Recent investigations indicate that β2-adrenergic receptor (β2-AR) signaling may facilitate the progression of various tumors, whose underlying mechanisms remain largely elusive. In the present study, we showed that β2-AR recruited Cdc42 in response to isoproterenol (ISO, a β-AR selective agonist) exposure in pancreatic ductal adenocarcinoma (PDAC) cells. The association of β2-AR and Cdc42 promoted the activation of Cdc42, as revealed by increased levels of Cdc42-GTP, and co-incubation with β2-AR antagonist abrogated ISO-induced activation of Cdc42. β2-AR-mediated Cdc42 activation further led to the phosphorylation of downstream PAK1, LIMK1 and Merlin. Furthermore, we showed that the activation of β2-AR/Cdc42 signaling facilitated the migration and invasion of PDAC cells. In addition, β2-AR and Cdc42 were overexpressed in PDAC specimens, compared with adjacent non-tumor tissues. High expression of β2-AR and Cdc42 were correlated with lymph node metastasis and TNM stage in PDAC patients.
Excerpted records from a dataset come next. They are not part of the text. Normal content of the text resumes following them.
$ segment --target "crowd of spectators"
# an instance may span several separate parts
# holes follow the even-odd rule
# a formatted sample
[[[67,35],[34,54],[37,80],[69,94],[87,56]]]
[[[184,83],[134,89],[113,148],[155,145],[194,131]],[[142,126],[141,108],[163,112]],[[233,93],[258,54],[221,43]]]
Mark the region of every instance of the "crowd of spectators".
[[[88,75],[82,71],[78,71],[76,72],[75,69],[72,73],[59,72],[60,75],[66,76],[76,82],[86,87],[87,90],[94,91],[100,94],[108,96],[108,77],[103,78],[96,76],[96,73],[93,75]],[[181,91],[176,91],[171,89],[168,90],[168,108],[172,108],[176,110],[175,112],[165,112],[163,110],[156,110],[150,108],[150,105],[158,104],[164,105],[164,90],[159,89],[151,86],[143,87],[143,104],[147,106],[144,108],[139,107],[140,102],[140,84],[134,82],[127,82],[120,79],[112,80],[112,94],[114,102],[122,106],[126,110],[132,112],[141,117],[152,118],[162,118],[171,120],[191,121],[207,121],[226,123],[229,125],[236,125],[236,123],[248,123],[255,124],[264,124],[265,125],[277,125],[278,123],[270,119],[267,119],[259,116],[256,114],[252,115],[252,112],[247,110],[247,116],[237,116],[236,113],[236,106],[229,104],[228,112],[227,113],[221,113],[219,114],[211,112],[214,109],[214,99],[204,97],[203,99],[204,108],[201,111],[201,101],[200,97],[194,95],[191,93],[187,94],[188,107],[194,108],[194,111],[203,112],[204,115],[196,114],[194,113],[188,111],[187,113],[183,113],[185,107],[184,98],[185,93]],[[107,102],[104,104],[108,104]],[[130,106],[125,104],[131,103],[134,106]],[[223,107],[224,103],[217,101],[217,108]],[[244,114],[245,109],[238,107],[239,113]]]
Finally, we showed that overexpression of β2-AR and Cdc42 were indicative of unfavorable prognosis in PDAC patients. Taken together, our findings suggested that β2-AR might facilitate Cdc42 signaling to drive the migration and invasion of PDAC cells, consequently resulting in the metastasis and dismal prognosis of PDAC. These studies highlight targeting β2-AR/Cdc42 signaling as a therapeutic strategy against PDAC.
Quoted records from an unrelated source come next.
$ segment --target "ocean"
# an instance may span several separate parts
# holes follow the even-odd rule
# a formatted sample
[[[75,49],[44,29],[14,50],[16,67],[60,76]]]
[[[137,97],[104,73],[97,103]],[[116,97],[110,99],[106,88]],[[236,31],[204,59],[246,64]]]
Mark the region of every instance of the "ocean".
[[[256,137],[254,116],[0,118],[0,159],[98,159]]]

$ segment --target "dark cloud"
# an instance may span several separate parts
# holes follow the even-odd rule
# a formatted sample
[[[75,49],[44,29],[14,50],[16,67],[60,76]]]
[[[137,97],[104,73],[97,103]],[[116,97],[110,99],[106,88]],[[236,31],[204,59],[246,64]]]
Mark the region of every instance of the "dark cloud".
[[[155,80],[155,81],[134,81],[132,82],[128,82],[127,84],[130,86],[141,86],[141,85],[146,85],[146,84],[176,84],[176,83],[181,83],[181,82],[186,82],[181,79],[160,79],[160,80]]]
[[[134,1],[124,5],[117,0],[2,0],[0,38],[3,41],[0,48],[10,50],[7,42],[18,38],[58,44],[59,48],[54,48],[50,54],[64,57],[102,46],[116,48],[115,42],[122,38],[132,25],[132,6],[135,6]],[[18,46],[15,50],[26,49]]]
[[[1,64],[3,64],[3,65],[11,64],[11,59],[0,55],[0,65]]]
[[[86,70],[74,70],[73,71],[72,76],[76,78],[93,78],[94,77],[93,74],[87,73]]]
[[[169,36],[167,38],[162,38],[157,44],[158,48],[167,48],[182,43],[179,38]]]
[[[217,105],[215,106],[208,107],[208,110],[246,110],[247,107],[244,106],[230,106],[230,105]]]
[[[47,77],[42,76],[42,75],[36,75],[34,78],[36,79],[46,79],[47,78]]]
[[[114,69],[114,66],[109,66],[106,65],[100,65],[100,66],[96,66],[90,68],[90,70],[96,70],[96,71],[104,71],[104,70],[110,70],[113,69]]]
最近的研究表明，β2-肾上腺素能受体 (β2-AR) 信号传导可能促进各种肿瘤的进展，其潜在机制在很大程度上仍然难以捉摸。在本研究中，我们发现 β2-AR 募集 Cdc42 以响应胰腺导管腺癌细胞 (PDAC) 中的异丙肾上腺素（ISO，一种 β-AR 选择性激动剂）暴露。β2-AR 和 Cdc42 的结合促进了 Cdc42 的活化，正如 Cdc42-GTP 水平升高所揭示的那样，并且与 β2-AR 拮抗剂的共同孵育消除了 ISO 诱导的 Cdc42 活化。β2-AR 介导的 Cdc42 激活进一步导致下游 PAK1、LIMK1 和 Merlin 的磷酸化。此外，我们发现 β2-AR/Cdc42 信号通路的激活促进了 PDAC 细胞的迁移和侵袭。此外，β2-AR 和 Cdc42 在 PDAC 标本中过表达，与邻近的非肿瘤组织相比。β2-AR 和 Cdc42 的高表达与 PDAC 患者的淋巴结转移和 TNM 分期相关。最后，我们发现 β2-AR 和 Cdc42 的过表达表明 PDAC 患者预后不良。总之，我们的研究结果表明，β2-AR 可能促进 Cdc42 信号传导以驱动 PDAC 细胞的迁移和侵袭，从而导致 PDAC 的转移和不良预后。这些研究强调了靶向 β2-AR/Cdc42 信号作为针对 PDAC 的治疗策略。我们的研究结果表明，β2-AR 可能促进 Cdc42 信号传导以驱动 PDAC 细胞的迁移和侵袭，从而导致 PDAC 的转移和预后不良。这些研究强调了靶向 β2-AR/Cdc42 信号作为针对 PDAC 的治疗策略。我们的研究结果表明，β2-AR 可能促进 Cdc42 信号传导以驱动 PDAC 细胞的迁移和侵袭，从而导致 PDAC 的转移和预后不良。这些研究强调了靶向 β2-AR/Cdc42 信号作为针对 PDAC 的治疗策略。